Implementation considerations - Metasys - LIT-12011279 - General System Information - Metasys System - 13.0

Network and IT Guidance Technical Bulletin

Product
Building Automation Systems > Building Automation Systems > Metasys System
Document type
Technical Bulletin
Document number
LIT-12011279
Version
13.0
Revision date
2023-09-29
Product status
Active

The Active Directory service feature as implemented on the Metasys system uses the existing Active Directory service infrastructure at the customer site. The following are important considerations:

  • Active Directory service users in server-class operating system domains and read-only domains are supported.

  • Use of a server-class operating system read-only domain controller is determined by the IT department that is responsible for setting up accounts for authentication against the domain controller. SSO and Active Directory service logins function with the server-class operating system read-only domain controller, whether the primary read-only domain controller is online, offline, or not accessible (as long as the Active Directory service user credentials are cached in the read-only controller). If a trust relationship exists between the read-only domain controller and another domain, the Active Directory service login functions properly as long as the trusted domain is accessible. In this case, Kerberos manages the forwarding to the correct domain. SSO does not work for an Active Directory service user in a trusted domain of a read-only domain controller because SSO uses NTLM and the message is not forwarded.

  • The default Active Directory services schema is supported. For details, see Information obtained from Active Directory services.

  • NTLMv2 is required to accomplish strict SSO login-free access to the Metasys system using IIS Windows Integrated Authentication. All other authentication is performed using Kerberos, which includes the Active Directory service user name, password, and domain selection at the Metasys system login screen and authentication to Active Directory services for LDAP queries.

  • The Metasys system does not store or manage the passwords of Active Directory service users. Active Directory service users who are given access to the Metasys system (identified by the security identifier [SID]) are not created or managed by the Metasys system. The system maintains authorization permissions to the Metasys system only.

  • Active Directory service credentials that are provided at the Metasys system login screen are strongly encrypted before they are sent over the network from the Site Management Portal UI to the Metasys server and SCT.

  • To ensure that Metasys system SSO works properly, the Network Security: LAN Manager authentication level security policy must be configured to compatible settings on the Metasys server and SCT computer, any Site Management Portal UI client machines, and the Active Directory service domain controller.
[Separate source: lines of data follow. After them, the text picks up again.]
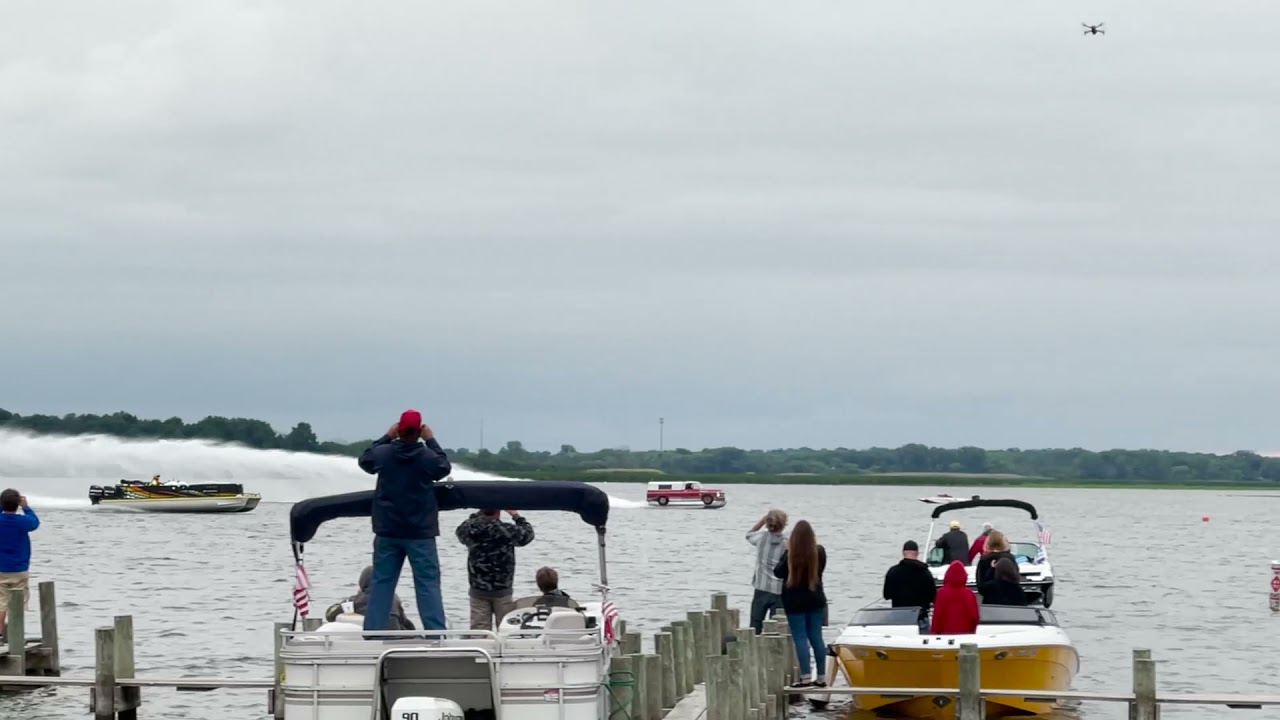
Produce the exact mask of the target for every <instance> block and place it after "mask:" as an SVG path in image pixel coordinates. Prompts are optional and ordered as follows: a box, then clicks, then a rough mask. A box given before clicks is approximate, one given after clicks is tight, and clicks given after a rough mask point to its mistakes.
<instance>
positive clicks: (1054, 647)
mask: <svg viewBox="0 0 1280 720" xmlns="http://www.w3.org/2000/svg"><path fill="white" fill-rule="evenodd" d="M979 612H980V620H979V621H978V629H977V630H975V632H974V633H973V634H969V635H933V634H929V633H927V632H924V630H922V629H920V609H919V607H883V606H882V607H870V606H869V607H864V609H861V610H859V611H858V612H856V614H854V618H852V620H850V623H849V625H847V626H846V628H845V629H844V632H841V633H840V637H837V638H836V639H835V641H833V642H832V643H831V644H829V651H831V653H832V655H835V660H836V665H837V666H838V669H840V680H844V682H845V683H847V684H849V685H850V687H855V688H876V689H888V688H904V689H906V688H922V689H923V688H956V687H959V683H960V678H959V661H957V656H959V652H960V646H961V644H965V643H974V644H977V646H978V657H979V675H980V678H982V679H983V687H996V688H1000V689H1025V691H1028V694H1027V696H1025V697H996V696H991V697H987V698H986V708H984V710H986V717H1006V716H1018V715H1024V716H1025V715H1047V714H1048V712H1050V711H1051V710H1052V707H1053V705H1055V703H1053V701H1052V700H1051V698H1052V697H1053V692H1057V691H1068V689H1070V688H1071V682H1073V679H1074V678H1075V675H1076V673H1079V670H1080V659H1079V655H1078V653H1076V651H1075V647H1074V646H1073V644H1071V639H1070V638H1069V637H1068V635H1066V632H1065V630H1062V628H1061V626H1059V623H1057V618H1056V616H1055V615H1053V612H1052V611H1051V610H1048V609H1046V607H1020V606H1005V605H982V606H979ZM924 620H925V621H927V620H928V618H925V619H924ZM832 678H835V675H833V676H832ZM838 684H840V683H838V682H837V684H836V685H835V687H838ZM852 698H854V706H855V707H856V708H858V710H864V711H870V712H877V714H881V715H890V716H895V717H955V712H956V702H955V697H954V696H951V694H938V696H932V694H913V693H906V692H901V693H883V694H878V693H868V694H855V696H852Z"/></svg>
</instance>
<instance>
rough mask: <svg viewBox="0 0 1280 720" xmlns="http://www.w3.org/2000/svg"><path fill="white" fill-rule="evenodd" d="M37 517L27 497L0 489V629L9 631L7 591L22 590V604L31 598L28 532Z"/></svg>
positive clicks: (38, 526) (29, 549) (36, 519)
mask: <svg viewBox="0 0 1280 720" xmlns="http://www.w3.org/2000/svg"><path fill="white" fill-rule="evenodd" d="M38 527H40V516H37V515H36V511H35V510H32V509H31V506H29V505H27V497H26V496H24V495H22V493H19V492H18V491H15V489H13V488H8V489H5V491H4V492H0V632H5V633H6V632H8V630H9V626H8V624H9V619H8V618H6V615H8V607H9V591H22V602H23V607H26V606H27V602H28V601H29V600H31V588H29V579H28V570H29V569H31V533H32V530H35V529H36V528H38Z"/></svg>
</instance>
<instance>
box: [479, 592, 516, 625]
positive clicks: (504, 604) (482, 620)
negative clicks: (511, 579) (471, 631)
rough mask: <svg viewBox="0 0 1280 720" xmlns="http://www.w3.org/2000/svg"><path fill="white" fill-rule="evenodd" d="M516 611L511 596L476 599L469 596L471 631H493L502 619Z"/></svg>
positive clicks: (499, 622) (501, 620)
mask: <svg viewBox="0 0 1280 720" xmlns="http://www.w3.org/2000/svg"><path fill="white" fill-rule="evenodd" d="M515 609H516V602H515V601H513V600H512V596H509V594H508V596H506V597H476V596H471V629H472V630H493V629H495V628H497V626H498V623H502V618H503V616H504V615H506V614H508V612H511V611H512V610H515Z"/></svg>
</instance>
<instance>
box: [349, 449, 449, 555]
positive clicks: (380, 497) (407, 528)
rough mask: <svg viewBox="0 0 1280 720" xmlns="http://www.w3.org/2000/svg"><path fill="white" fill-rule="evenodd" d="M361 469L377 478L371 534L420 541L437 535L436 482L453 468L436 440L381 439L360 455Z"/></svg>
mask: <svg viewBox="0 0 1280 720" xmlns="http://www.w3.org/2000/svg"><path fill="white" fill-rule="evenodd" d="M358 462H360V469H361V470H364V471H366V473H369V474H370V475H378V486H376V488H375V489H374V510H372V520H374V534H376V536H381V537H384V538H398V539H422V538H434V537H436V536H439V534H440V523H439V505H438V503H436V502H435V482H436V480H442V479H444V478H447V477H449V473H452V471H453V466H452V465H451V464H449V459H448V456H445V455H444V448H442V447H440V443H438V442H435V438H431V439H428V441H424V442H404V441H402V439H399V438H396V439H392V438H390V437H388V436H383V437H380V438H378V439H375V441H374V445H371V446H369V447H367V448H365V451H364V452H362V454H361V455H360V461H358Z"/></svg>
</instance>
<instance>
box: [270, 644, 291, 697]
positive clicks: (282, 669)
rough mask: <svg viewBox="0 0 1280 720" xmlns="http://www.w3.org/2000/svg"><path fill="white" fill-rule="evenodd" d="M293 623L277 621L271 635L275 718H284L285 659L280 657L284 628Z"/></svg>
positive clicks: (273, 691) (281, 647) (271, 689)
mask: <svg viewBox="0 0 1280 720" xmlns="http://www.w3.org/2000/svg"><path fill="white" fill-rule="evenodd" d="M291 626H292V625H291V624H289V623H276V624H275V625H274V626H273V628H274V629H273V630H271V632H273V635H271V659H273V664H271V665H273V667H274V670H273V676H271V683H273V687H271V716H273V717H274V719H275V720H284V692H283V691H282V689H280V683H283V682H284V659H283V657H280V651H283V650H284V635H283V634H282V633H283V632H284V630H288V629H289V628H291Z"/></svg>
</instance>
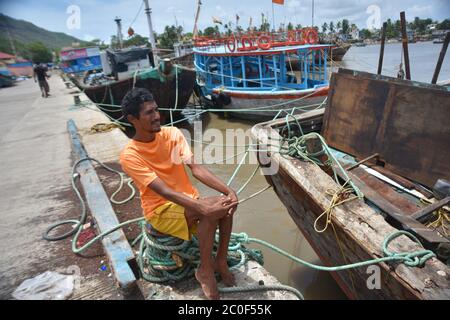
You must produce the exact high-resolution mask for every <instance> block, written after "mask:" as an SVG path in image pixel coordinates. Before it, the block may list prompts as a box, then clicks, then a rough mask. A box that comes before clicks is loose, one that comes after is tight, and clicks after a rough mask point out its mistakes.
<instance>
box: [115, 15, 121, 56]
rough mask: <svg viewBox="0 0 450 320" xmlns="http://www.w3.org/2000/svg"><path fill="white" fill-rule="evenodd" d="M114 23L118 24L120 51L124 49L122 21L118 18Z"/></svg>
mask: <svg viewBox="0 0 450 320" xmlns="http://www.w3.org/2000/svg"><path fill="white" fill-rule="evenodd" d="M114 21H115V22H116V23H117V40H118V41H119V47H120V49H122V48H123V39H122V19H120V18H119V17H116V19H114Z"/></svg>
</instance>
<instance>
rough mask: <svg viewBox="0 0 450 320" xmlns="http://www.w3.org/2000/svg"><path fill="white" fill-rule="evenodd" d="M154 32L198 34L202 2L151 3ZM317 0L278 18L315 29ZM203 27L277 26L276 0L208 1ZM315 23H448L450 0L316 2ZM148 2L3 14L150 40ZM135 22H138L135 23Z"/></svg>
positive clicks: (15, 1)
mask: <svg viewBox="0 0 450 320" xmlns="http://www.w3.org/2000/svg"><path fill="white" fill-rule="evenodd" d="M149 2H150V7H151V8H152V19H153V28H154V30H155V31H156V32H158V33H161V32H162V31H163V30H164V27H165V26H166V25H175V24H176V23H177V24H178V25H180V26H182V27H183V28H184V30H185V31H186V32H189V31H192V29H193V26H194V17H195V12H196V9H197V0H163V1H162V0H149ZM312 2H313V0H285V4H284V5H283V6H281V5H274V18H275V23H276V25H277V26H278V25H279V24H280V23H286V24H287V23H288V22H292V23H294V24H295V25H296V24H302V25H303V26H309V25H311V23H312V14H311V13H312ZM202 3H203V5H202V7H201V12H200V19H199V28H201V29H204V28H205V27H207V26H209V25H213V22H212V17H213V16H214V17H216V18H219V19H221V20H222V21H223V23H224V24H225V23H227V22H229V21H231V22H233V23H235V22H236V14H237V15H239V17H240V20H239V25H241V26H242V27H244V28H247V27H248V25H249V22H250V17H251V18H252V20H253V25H255V24H256V25H260V23H261V13H264V15H266V16H268V17H269V21H270V22H271V23H272V1H271V0H202ZM314 3H315V10H314V12H315V18H314V19H315V20H314V24H315V25H319V26H321V25H322V24H323V23H324V22H328V23H329V22H330V21H334V22H335V23H336V22H337V21H338V20H342V19H348V20H349V21H350V23H354V24H356V25H357V26H358V27H359V28H368V27H369V28H370V27H377V26H379V25H380V24H381V23H382V22H383V21H386V20H387V19H388V18H391V19H393V20H397V19H399V15H400V11H405V12H406V18H407V20H413V19H414V17H416V16H418V17H420V18H428V17H430V18H432V19H433V20H438V21H442V20H444V19H446V18H450V0H403V1H392V0H314ZM141 4H142V0H108V1H107V0H53V1H51V0H39V1H35V0H15V1H8V0H0V12H1V13H3V14H6V15H9V16H11V17H13V18H16V19H23V20H26V21H30V22H32V23H34V24H36V25H37V26H39V27H42V28H44V29H47V30H50V31H58V32H64V33H67V34H70V35H72V36H75V37H77V38H79V39H82V40H92V39H94V38H100V39H102V40H104V41H105V42H106V43H109V40H110V38H111V35H113V34H116V25H115V22H114V19H115V18H116V16H119V17H120V18H121V19H122V25H123V26H122V30H123V32H122V33H123V34H124V37H125V38H126V37H127V30H128V27H129V26H130V25H131V26H132V27H133V29H134V30H135V32H136V33H138V34H141V35H143V36H148V33H149V32H148V24H147V18H146V15H145V13H144V9H143V8H142V9H141V10H139V9H140V8H141ZM133 20H135V21H134V22H133Z"/></svg>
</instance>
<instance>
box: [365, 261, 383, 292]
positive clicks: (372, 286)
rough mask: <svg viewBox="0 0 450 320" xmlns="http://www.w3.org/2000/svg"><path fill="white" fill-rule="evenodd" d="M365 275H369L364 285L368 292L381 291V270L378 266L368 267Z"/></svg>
mask: <svg viewBox="0 0 450 320" xmlns="http://www.w3.org/2000/svg"><path fill="white" fill-rule="evenodd" d="M366 273H367V274H370V276H369V278H367V281H366V285H367V288H368V289H369V290H375V289H376V290H380V289H381V270H380V267H379V266H375V265H373V266H369V267H368V268H367V270H366Z"/></svg>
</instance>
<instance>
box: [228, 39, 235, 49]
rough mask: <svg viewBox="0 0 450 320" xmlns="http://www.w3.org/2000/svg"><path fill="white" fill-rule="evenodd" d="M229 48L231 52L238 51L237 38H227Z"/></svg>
mask: <svg viewBox="0 0 450 320" xmlns="http://www.w3.org/2000/svg"><path fill="white" fill-rule="evenodd" d="M227 48H228V50H230V52H235V51H236V39H234V38H231V39H228V40H227Z"/></svg>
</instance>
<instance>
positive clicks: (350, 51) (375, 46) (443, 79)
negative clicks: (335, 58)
mask: <svg viewBox="0 0 450 320" xmlns="http://www.w3.org/2000/svg"><path fill="white" fill-rule="evenodd" d="M408 48H409V60H410V66H411V68H410V69H411V80H414V81H420V82H427V83H431V79H432V78H433V74H434V69H435V68H436V64H437V60H438V58H439V53H440V51H441V49H442V44H433V42H417V43H410V44H409V45H408ZM402 52H403V46H402V44H401V43H387V44H386V45H385V49H384V60H383V70H382V74H383V75H386V76H393V77H396V76H397V73H398V70H399V65H400V62H401V59H402ZM449 55H450V54H449V53H447V55H446V57H445V60H444V62H443V64H442V67H441V72H440V74H439V79H438V81H443V80H449V79H450V57H449ZM379 56H380V45H369V46H366V47H352V48H350V50H349V51H348V52H347V54H346V55H345V56H344V59H343V61H342V62H341V63H339V65H342V66H343V67H344V68H348V69H354V70H360V71H367V72H371V73H377V70H378V60H379ZM403 67H404V66H403Z"/></svg>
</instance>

  • The Active Directory service structure may comprise one or more forests consisting of one or more domains. The Metasys system requires an Active Directory service structure that allows for the use of full domain UPN formatted names or exact or alternate UPN formatted names. Single Label Domains are one example of a directory structure that is not compatible with the Metasys system. Single Label Domains are domains that do not include .com, .edu, and so on. Users from any domain may be given access privileges to the Metasys system, as long as appropriate trust relationships and privileges exist within Active Directory services.

  • The Metasys server and SCT computer should be placed in an Active Directory service organizational unit (OU) that is not affected by Group Policies (such as those typically applied to a desktop) that download software to the machine. This software may adversely affect Metasys system device operation.

  • A service account in Active Directory service consisting of an Active Directory user name, password, and domain is required. For details, see Service account.